The Holy Vow: Margaret Betts on "Novitiate" | Interviews
Penelope Carter
Updated on March 08, 2026
I have to give a huge amount of credit to Kat Westergaard, my DP. We worked together on my documentary and short film, too. We started talking about what this should look like three years before, when I was still writing it. We thought that with a nun movie, a religious movie, people might expect grays and a heavy, cold-feeling environment and that would make it not very appealing. We wanted, borrowing a lot from Fred Zinnemann’s “A Nun’s Story,” to make it over-glamorous, lush, with pageantry. From a technical standpoint, you have the monochrome, the black and white, and it’s very difficult to expose so we can see the faces.
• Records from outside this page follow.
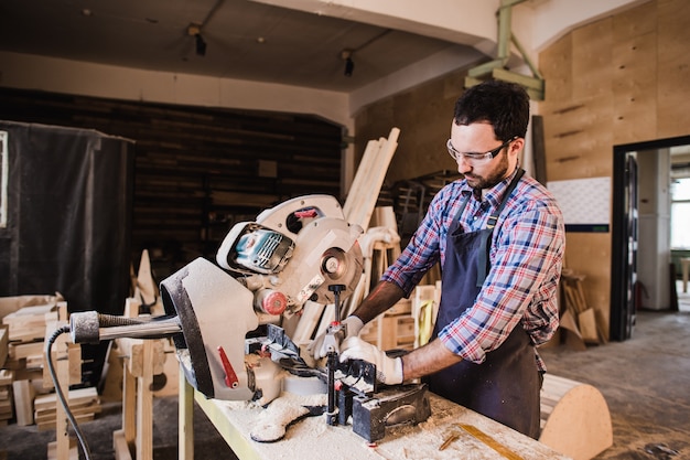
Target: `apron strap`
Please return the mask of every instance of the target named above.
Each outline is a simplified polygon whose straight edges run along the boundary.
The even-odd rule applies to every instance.
[[[492,214],[486,222],[486,228],[484,229],[485,235],[483,235],[482,246],[479,247],[479,254],[477,257],[477,288],[484,286],[484,280],[486,280],[486,276],[488,275],[488,270],[490,269],[490,240],[492,234],[494,233],[494,227],[496,226],[496,222],[498,222],[498,216],[500,215],[503,208],[506,206],[510,194],[513,193],[513,191],[517,186],[517,183],[520,181],[520,178],[522,178],[524,174],[525,170],[522,168],[518,169],[517,173],[508,184],[506,193],[503,195],[503,201],[500,202],[500,205],[498,205],[496,211],[494,211],[494,214]]]

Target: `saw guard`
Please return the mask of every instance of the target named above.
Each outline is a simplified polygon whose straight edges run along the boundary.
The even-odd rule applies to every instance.
[[[254,388],[245,366],[245,338],[257,329],[254,295],[235,278],[197,258],[161,282],[165,314],[180,318],[173,335],[187,382],[206,397],[249,400]],[[218,347],[223,347],[237,383],[227,386]]]

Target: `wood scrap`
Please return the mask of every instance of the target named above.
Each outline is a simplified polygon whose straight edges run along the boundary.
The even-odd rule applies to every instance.
[[[33,386],[31,382],[12,382],[12,393],[14,394],[17,425],[20,427],[33,425]]]
[[[43,340],[46,319],[57,320],[55,304],[23,307],[6,315],[2,323],[9,328],[10,341],[33,342]]]
[[[362,162],[343,206],[345,218],[366,232],[369,227],[376,201],[388,172],[388,165],[398,148],[399,128],[392,128],[388,139],[379,138],[367,143]]]
[[[10,345],[10,332],[6,325],[0,325],[0,368],[4,367]]]

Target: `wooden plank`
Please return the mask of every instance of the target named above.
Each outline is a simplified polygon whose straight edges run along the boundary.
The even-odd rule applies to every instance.
[[[14,381],[12,393],[17,425],[20,427],[33,425],[33,386],[29,381]]]
[[[132,458],[125,438],[125,431],[121,429],[112,432],[112,450],[115,451],[115,460],[131,460]]]
[[[153,343],[144,340],[141,357],[143,363],[153,362]],[[153,459],[153,365],[143,365],[137,378],[137,460]]]
[[[140,377],[147,367],[151,367],[153,375],[161,374],[165,365],[164,339],[117,339],[118,351],[128,356],[127,365],[134,377]],[[144,357],[145,349],[151,349],[151,361]]]
[[[0,368],[4,367],[4,362],[8,359],[8,346],[10,344],[10,332],[7,325],[0,325]]]
[[[398,148],[399,135],[400,129],[392,128],[387,139],[369,141],[343,206],[347,222],[362,226],[365,232],[369,227],[388,165]]]
[[[613,445],[608,406],[595,387],[546,374],[541,404],[542,411],[552,407],[545,411],[543,445],[576,460],[594,458]]]

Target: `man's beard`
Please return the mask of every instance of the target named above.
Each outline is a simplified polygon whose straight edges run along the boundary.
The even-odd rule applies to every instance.
[[[487,175],[465,174],[467,184],[474,190],[490,189],[508,176],[508,156],[500,153],[500,162]]]

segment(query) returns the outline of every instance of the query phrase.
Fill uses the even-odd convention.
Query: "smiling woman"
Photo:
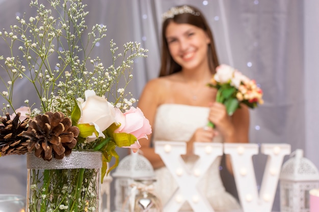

Some scenes are very dark and it took so long to figure out how to light it. You’d have this line of nuns and it was all black and white, this monochromatic world, and then we would halo Margaret [Qualley’s] face a little. Any rooms we could paint ourselves, like her childhood home, we used color to help her face pop more than the other people.
You mention “A Nun’s Story" in the film. One of the girls says that seeing that movie made her want to become a nun.
That movie inspired a whole generation of girls to become nuns. It was released during the same time period where our movie was set.
I wanted to make an edgy contemporary “Nun’s Story.” I loved Audrey Hepburn. She was my favorite when I was growing up. I loved “Sabrina,” “Breakfast at Tiffany’s,” and for “The Nun’s Story,” the novitiate and wedding scenes in that film, the ones I watched the most, inspired parts of “Novitiate.” As did a documentary of that era on YouTube with a newscaster interviewing girls who are becoming nuns.
What kind of research did you do?
I found this whole canon of ex-nun memoirs, and they mainly describe being young girls, sharing a last cigarette in the back of a cab before they go in for the first time or sneaking out to the sanctuary in the middle of the night to drink the wine. But they were in love with God. They talk about Jesus like a matinee idol. They project every ideal and quality on their idea of Him. It was important that the girls in the movie seem like teenagers.
Also, in that era you would either marry a guy from high school or be a spinster. The images of marriage they saw around them scared the hell out of them.